Promotors: Ruben Taelman

Main contact: Ruben Taelman

Problem

In distributed social networks, data may be stored in multiple locations not controlled by a single service provider. Additionally, this data may be linked to external sources. Due to this decentralized structure—and considering that maintaining a global index would be both a privacy risk and a maintenance challenge, the preferred query paradigm is Link Traversal Query Processing (LTQP). LTQP involves executing queries across distributed data sources by recursively expanding an internal dataset through the dereferencing of linked data discovered in the network. However, this process can be slow and lacks a guarantee of completeness when querying the open web.

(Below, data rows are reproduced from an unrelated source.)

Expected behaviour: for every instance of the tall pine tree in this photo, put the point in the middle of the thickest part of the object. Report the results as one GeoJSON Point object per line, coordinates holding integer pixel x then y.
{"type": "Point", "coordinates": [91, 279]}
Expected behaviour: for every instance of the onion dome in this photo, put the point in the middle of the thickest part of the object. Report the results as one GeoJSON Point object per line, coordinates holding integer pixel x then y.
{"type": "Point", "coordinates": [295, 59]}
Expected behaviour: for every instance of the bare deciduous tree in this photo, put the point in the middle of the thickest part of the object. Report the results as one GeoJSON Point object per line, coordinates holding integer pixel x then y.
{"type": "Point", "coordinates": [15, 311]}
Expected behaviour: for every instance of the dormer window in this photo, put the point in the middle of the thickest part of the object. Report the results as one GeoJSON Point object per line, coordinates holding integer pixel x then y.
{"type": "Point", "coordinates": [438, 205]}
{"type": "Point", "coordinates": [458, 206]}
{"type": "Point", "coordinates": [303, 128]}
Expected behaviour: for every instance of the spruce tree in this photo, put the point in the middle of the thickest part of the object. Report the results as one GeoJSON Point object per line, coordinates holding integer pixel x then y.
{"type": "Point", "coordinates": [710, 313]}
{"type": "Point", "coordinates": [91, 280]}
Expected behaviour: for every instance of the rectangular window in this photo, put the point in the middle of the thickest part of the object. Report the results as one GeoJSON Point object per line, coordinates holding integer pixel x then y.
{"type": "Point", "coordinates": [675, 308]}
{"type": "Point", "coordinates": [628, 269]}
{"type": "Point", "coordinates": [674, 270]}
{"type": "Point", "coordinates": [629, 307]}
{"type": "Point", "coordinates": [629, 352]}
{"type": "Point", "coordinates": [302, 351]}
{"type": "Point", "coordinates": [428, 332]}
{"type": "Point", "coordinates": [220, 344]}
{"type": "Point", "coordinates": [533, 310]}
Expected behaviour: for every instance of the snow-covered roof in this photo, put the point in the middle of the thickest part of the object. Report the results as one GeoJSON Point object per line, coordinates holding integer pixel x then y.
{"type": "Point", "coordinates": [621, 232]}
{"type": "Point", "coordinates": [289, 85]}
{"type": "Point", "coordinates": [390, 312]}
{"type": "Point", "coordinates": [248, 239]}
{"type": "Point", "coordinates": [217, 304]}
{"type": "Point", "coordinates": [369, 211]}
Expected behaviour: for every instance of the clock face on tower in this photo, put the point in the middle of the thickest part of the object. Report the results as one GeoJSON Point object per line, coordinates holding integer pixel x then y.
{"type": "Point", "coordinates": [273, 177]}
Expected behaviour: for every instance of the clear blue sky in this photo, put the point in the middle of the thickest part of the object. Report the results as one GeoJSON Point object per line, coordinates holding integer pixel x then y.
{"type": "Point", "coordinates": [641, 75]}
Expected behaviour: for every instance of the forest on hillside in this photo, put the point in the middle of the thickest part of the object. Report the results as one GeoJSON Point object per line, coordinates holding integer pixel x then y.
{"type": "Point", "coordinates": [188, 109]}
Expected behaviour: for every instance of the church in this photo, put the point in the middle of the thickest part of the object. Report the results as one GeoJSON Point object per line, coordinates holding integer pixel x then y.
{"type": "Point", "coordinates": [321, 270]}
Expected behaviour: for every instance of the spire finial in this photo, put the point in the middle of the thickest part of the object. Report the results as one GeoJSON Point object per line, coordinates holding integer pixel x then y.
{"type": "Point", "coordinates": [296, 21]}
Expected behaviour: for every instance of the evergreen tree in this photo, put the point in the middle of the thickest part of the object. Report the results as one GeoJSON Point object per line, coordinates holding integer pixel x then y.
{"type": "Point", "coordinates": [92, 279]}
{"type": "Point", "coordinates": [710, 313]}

Several approaches have been proposed to address these limitations, including:

Restricting the search domain Optimizing source selection to improve traversal efficiency Applying heuristics for query planning Introducing structured environments to facilitate querying These approaches typically assume that each query is executed by a single engine on behalf of a single user. However, in social networks, multiple users may issue similar or even identical queries. If query engines could collaborate, they could:

Explore a larger portion of the search domain in less time Share relevant information to optimize query execution This thesis investigates how query engines can collaborate to improve query execution time and result completeness in the context of LTQP.